14 Nisan 2014 Pazartesi

Tanrılar okulu


Büyük ve kalın bir kitaptır.
Kitabın ilk sayfalarından itibaren müthiş bir hikaye vardı.
Nasıl anlatılır ama bir adamın rüya ile uyanıklık arasında yanına biri gelir adı dreamardır. e o kişiyi bedeninde yukarı kalıdrarak onu kendi anılarına götürür. ve uzaktan kendini izletir.

Hikaye güzeldi. ama ortlarına doğru çok fazla sıkıldım. daha doğrusu artık çık fazla felsefik bir hal almaya başlamıştı. bu kötü olduğu anlamına gelmez aslında. sadece benim ilgi alanımın dışına çıktı ve sonlara doğru okumayı bıraktım.

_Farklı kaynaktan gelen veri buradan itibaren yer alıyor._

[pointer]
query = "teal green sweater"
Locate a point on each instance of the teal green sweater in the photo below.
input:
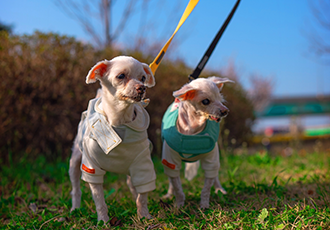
(200, 143)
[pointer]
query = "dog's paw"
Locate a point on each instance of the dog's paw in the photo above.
(222, 190)
(204, 205)
(167, 196)
(179, 204)
(105, 218)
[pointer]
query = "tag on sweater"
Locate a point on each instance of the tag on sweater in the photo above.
(105, 135)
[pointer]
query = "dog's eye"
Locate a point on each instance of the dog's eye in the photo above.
(121, 76)
(206, 102)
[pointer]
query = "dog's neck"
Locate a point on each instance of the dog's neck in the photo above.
(189, 121)
(117, 111)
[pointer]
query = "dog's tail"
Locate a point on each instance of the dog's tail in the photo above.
(191, 170)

İlginç bir kitap okumak isteyenlere önerilir.
çoğu zaman tamamlasa mıydım diye rafta baktığım bir kitap


içinden birkaç yazı:
* bu kitap harika bir kaçış kitabıdır

*Kendimi alt etmek zorunda kaldım

*sınırları evrene uzanan bir okul hayal ettim

*Bireysel bir devrim düşledim

*yıllardır uyutularak kabullenmeye zorlandığım durumum, anestezi etkisinin aniden dağılmaya başlamasıyla ilişkimizin ne denli anlamsız olduğunu ve ruhumun yıllarca nasıl bir acıya maruz kaldığını  fark ettim

*bağımlı olmak, istem dışı bile olsa, her zaman kişisel bie seçimdir. Hiç kimse veya hiçbirşey, seni bağımlı olmaya zorlayamaz, ancak bunu sen yaparsın

*sana dayatılan sahte uykundan uyanmanın zamanı geldi

*Her insan yeniden doğmadan önce mutlaka " ölmelidir"

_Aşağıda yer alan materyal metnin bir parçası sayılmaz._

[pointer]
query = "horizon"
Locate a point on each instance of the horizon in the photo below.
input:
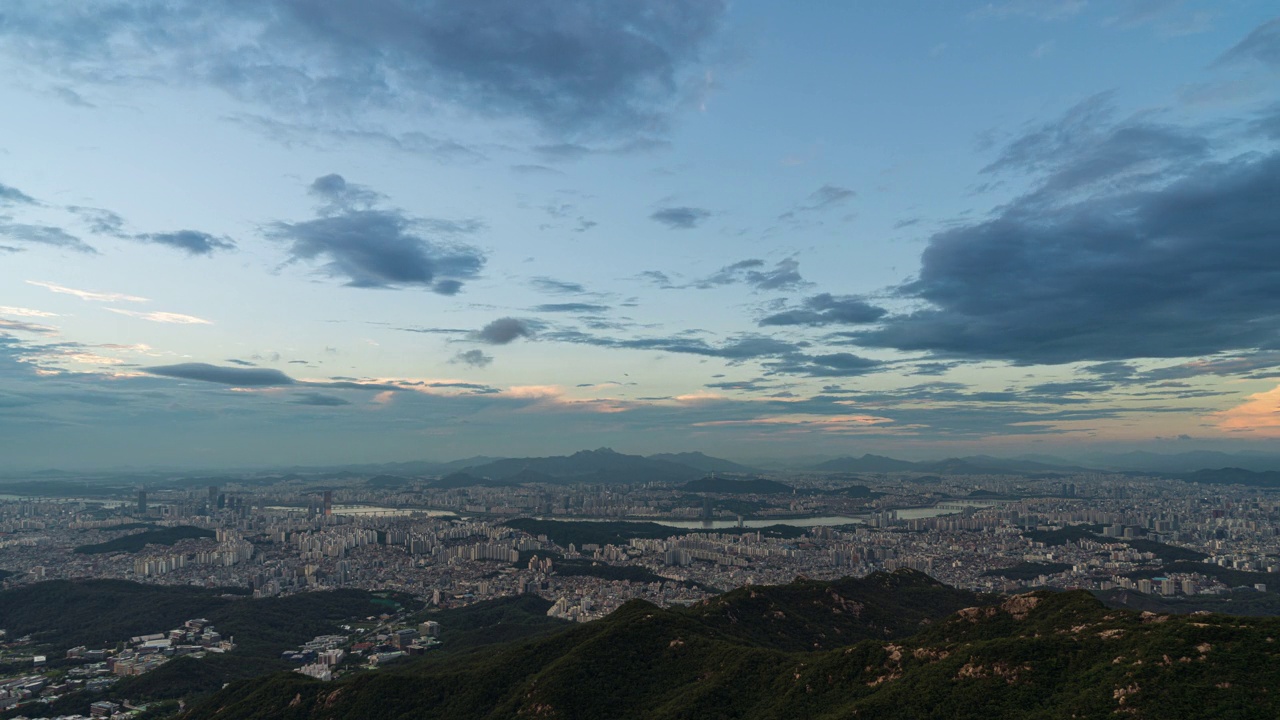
(289, 235)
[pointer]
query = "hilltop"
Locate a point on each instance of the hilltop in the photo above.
(892, 645)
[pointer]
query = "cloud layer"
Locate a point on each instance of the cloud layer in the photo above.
(375, 247)
(570, 65)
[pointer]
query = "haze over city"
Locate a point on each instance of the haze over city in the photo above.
(278, 233)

*Ölmek kişinin vizyonunu  bütünüyle altüst etmesidir.

*Hayatımı düzeltmak ne kadar alacak?
 En azından, becerisizlikle harcadığın yılların kadar uzun bir zaman alacaktır

*kendini gözlemleme kendini düzeltmedir

* Düşüncelerin ve duyguların suç ortaklığı...

* Bir kişi yaşamındaki olayları değil, yalnızca onları göğüsleme biçmini değitirebilir.

* Yaşantında her şey tekrar ediyor... Aynı olaylar defalarca aynı şekilde yaşanıyor, çünkü onları değişmek istemiyorsun. Yine şikayet ediyor, yine dünyayı suçluyor ve yine dışarıdan birilerini seni incittiğine ya da sana felaket getirdiğine inanıyorsun.

* Zamanın bu döngüsüne sıkışıp kalmış bir kişinin gerçek bir geleceği olamaz;
  yalnızca tekrar tekrar yaşadığı bir geçmişi olur.

* iyileşme yüreğin derinliklerinden gelir

* Yaşantının tavan arasına, yani onun en karanlık köşelerine girmek üzereyiz dedi. şimdi biraz temizlik ve yüklerdenn kurtulma zamanı

* Tüketmem gereken herşeyi tüketmiştim; sözcükler, anılar, gözyaşları...

*Değişmek için seni programlayan düzenle mücadele etmen gerekecek!
 Tüm bakış açılarını tepetaklak edeceksin. Ancak bu şekilde ve uzun bir çalışmayla kaderini değiştirebilirsin.

* bir azizlede karşılaşsa hırsızın gözü daima onun cebinde olacaktır.

* dünya tozdur. Öyleyse üfle gitsin

*Benzer benzerini çeker, Ölüm ölümü çeker ve yaşama sarılmış kişilere dokunamaz

* Hep aynı olaylarla karşılaşıyorsun, çünkü sende hiçbirşey değişmiyor.
   benzer benzeri çeker.

*Düşüncelerimiz  kaderimizdir.
  Düşüncelerimizin kalitesi yükseldikçe yaşam kalitemiz de yükselir

*Evren olduğu haliyle mükemmeldir. Değişmesi gereken yalnızca sensin!

*Anlamamak, herhangi bir durumda o olayın başımıza tekrar tekrar geleceğin belirtisidir.

* Kendini gözlemlemek kendini düzeltmektir.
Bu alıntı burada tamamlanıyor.